Вернувшись домой, Егор в колхоз не вступил, подрабатывал на стороне.
— Хватит, поподчинялся я — во! — говорил Егор и проводил ребром ладони по шее. — Насмотрелся я граждан-начальников. Хватит! Как хочу, так и живу, чихал на всех, нет мне начальников!
Выпивал Егор редко. «Не приучен, некогда было», — говорил он, а выпив, засучивал рукава, запихивал руки кулаками в карманы и шел по деревне, чуть пригнувшись, поскрипывая зубами, или пел чужие незнакомые песни:
Притомили, гады, притомили, Загубили молодость мою…Когда началась война, Баркановых не успели призвать в армию. Им прислали повестки, когда со стороны Пскова уже была слышна глухая артиллерийская канонада и все проселочные дороги были забиты повозками беженцев. Баркановы вместе с другими призывниками в назначенный день поехали в Новоржев в военкомат, но им пришлось вернуться с дороги — в Новоржеве были немцы.
Через полгода Егор, а немного позднее и Степан поступили в полицаи.
— Теперь я буду начальником. Я сам покомандовать хочу! — сказал Егор.
Немного осталось свидетелей того случая. Их и было немного, да и годы прошли, люди порассеялись…
Это произошло зимой в начале сорок второго. Морозы тогда стояли лютые.

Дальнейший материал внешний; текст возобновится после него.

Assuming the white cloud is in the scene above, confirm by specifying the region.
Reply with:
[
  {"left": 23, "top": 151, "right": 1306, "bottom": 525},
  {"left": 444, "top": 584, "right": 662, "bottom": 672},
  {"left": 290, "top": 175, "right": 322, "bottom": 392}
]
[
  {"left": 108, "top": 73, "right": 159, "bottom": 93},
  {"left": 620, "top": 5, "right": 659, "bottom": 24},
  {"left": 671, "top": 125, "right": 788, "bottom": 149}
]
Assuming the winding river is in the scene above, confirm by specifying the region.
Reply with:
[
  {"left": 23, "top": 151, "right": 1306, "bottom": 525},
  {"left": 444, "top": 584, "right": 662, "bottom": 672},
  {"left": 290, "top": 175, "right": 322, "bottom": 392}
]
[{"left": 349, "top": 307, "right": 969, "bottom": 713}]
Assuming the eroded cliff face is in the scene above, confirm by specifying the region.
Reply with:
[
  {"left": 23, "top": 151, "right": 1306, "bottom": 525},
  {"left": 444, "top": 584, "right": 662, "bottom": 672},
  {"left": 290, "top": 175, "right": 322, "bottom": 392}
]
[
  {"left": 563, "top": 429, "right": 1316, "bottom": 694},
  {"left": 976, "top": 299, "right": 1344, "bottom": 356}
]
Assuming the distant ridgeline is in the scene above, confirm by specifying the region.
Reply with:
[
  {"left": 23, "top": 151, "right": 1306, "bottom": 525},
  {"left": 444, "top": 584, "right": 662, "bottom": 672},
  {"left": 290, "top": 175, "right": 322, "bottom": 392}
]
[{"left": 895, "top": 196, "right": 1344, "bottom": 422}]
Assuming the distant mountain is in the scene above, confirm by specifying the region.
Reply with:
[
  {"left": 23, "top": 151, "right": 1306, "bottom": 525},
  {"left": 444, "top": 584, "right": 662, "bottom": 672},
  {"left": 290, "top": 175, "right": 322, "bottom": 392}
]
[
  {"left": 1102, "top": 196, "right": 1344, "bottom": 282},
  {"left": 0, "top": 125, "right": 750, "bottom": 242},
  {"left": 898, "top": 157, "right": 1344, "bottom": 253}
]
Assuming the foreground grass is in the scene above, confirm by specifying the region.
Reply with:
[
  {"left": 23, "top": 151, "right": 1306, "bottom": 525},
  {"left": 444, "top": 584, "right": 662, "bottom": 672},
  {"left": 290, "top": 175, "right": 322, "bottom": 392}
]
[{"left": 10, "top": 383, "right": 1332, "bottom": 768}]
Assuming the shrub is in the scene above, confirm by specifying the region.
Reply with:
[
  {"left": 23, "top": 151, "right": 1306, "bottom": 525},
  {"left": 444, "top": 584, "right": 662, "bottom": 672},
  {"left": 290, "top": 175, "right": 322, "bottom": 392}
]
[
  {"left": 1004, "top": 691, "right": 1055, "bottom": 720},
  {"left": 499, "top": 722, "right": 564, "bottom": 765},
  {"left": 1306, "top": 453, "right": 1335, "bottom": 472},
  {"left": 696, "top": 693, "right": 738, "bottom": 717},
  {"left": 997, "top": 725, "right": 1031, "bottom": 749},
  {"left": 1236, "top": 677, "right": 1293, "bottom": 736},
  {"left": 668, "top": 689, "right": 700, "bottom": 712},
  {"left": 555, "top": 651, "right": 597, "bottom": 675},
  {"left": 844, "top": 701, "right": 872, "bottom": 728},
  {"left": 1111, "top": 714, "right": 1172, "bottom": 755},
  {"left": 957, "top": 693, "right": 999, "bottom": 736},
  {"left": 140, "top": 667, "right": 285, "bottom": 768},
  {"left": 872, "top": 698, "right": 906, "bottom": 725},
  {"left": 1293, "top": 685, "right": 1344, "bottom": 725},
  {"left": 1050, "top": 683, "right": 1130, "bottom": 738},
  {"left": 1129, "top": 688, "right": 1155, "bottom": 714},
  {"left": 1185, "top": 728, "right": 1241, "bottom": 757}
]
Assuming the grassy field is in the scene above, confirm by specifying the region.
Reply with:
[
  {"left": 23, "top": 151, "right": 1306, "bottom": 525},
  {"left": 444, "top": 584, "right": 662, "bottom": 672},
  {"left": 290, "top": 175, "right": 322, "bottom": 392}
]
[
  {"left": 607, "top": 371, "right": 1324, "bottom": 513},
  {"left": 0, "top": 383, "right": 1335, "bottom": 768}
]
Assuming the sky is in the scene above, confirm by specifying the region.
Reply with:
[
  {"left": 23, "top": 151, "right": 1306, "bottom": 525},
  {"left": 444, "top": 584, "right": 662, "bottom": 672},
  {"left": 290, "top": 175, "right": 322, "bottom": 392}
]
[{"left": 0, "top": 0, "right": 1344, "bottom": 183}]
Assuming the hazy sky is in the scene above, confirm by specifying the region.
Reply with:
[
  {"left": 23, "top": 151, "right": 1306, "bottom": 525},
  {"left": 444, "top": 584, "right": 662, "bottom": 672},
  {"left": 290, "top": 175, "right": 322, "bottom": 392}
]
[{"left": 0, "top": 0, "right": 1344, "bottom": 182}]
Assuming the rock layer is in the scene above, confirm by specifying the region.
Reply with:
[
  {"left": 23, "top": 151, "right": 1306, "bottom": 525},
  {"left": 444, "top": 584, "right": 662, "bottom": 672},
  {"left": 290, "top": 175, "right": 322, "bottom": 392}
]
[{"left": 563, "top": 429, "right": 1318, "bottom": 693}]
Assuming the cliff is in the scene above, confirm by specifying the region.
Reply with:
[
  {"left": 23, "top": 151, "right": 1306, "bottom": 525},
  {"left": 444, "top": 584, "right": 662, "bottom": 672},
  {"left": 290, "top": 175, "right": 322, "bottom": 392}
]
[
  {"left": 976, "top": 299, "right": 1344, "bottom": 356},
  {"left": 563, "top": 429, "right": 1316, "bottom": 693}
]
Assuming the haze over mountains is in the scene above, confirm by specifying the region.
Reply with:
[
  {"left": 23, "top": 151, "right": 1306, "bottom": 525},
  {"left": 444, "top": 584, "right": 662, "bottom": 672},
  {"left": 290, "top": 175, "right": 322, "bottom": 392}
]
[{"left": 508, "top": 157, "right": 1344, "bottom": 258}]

По ночам щепало бревна избяных срубов — казалось, холостыми стреляют из винтовок. Фиолетовыми наледями обрастали рамы и подоконники, намертво припаивало к косякам дверь, а когда открывали ее, то воздух слюдянисто шелестел и белым валом вкатывался в избу. Был он густ и клеек — душило, захватывало дыхание и склеивало ноздри, В такие ночи звезды, как фиолетовые жуки, мерцали на промороженном небе и будто мелкими иголками кололи в глаза.